One video showed what appeared to be paper and furniture strewn across an atrium floor, although the footage could not immediately be verified.
However, Mr Gillan said: “The POA has been warning about this situation of violence in our prisons – it would appear it’s coming to fruition.”
The Ministry of Justice said it had no reports of any prison officers being injured in the disturbance.
A spokesman said: “Specialist staff are on site trying to resolve the situation as quickly and safely as possible. This is very much an ongoing incident.”
A Prison Service spokesman said: “We are clear that prisoners who behave in this way will be punished and could spend significantly longer behind bars.”
Shadow justice secretary Richard Burgon said on Twitter: “More troubling news concerning our prisons.
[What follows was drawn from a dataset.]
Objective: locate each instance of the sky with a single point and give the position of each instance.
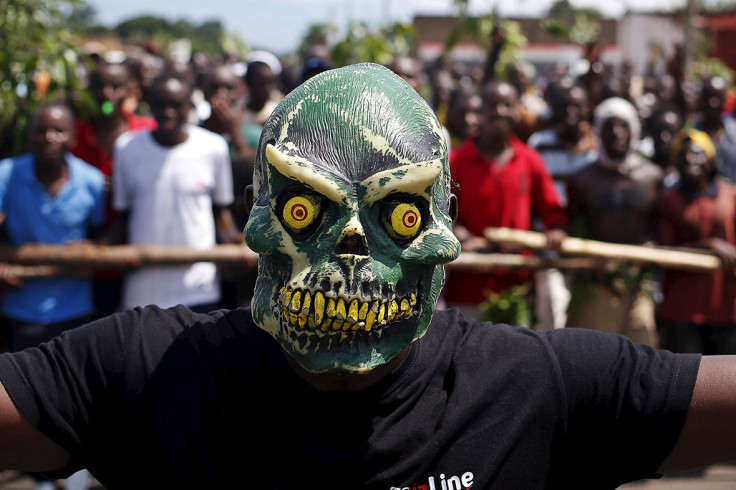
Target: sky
(279, 25)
The Justice Secretary needs to do more urgently to tackle crisis.”
Last week Justice Secretary Liz Truss unveiled a White Paper detailing £1.3bn investment in new prisons over the next five years, and plans for 2,100 extra officers, drug tests and more autonomy for governors.
HM Inspectorate of Prisons also discovered incidents of self-harm had almost doubled from 67 to 121.
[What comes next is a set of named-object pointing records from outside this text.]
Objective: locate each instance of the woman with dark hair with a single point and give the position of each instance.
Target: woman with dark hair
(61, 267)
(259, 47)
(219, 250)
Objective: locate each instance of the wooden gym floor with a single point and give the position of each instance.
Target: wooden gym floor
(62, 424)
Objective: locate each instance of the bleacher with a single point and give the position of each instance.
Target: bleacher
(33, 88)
In a report on Bedford Prison published in September, almost twice the number of prisoners said it was “easy” to access drugs, compared to a previous inspection in February 2014.
The number saying they had developed a drug problem while at the prison increased from 4% to 14%.
The report found that of 72 recommendations made after the prison was last inspected more than two years earlier, only 12 had been achieved and four partially achieved.
It also said the use of drugs previously known as “legal highs” was having a “serious impact” on safety at the prison.
The inspection found that the physical condition of the prison, which has been on its current site since 1801, was poor, with many inmates living in cramped conditions.
Peter Clarke, chief inspector of prisons, wrote: “Standards in the prison have declined to unacceptable levels.”
Frances Crook, chief executive of the Howard League for Penal Reform, said after the report was published Bedford was “a good example of everything that is wrong with the prison system”.
The prison held just under 500 male prisoners at the time of the inspection.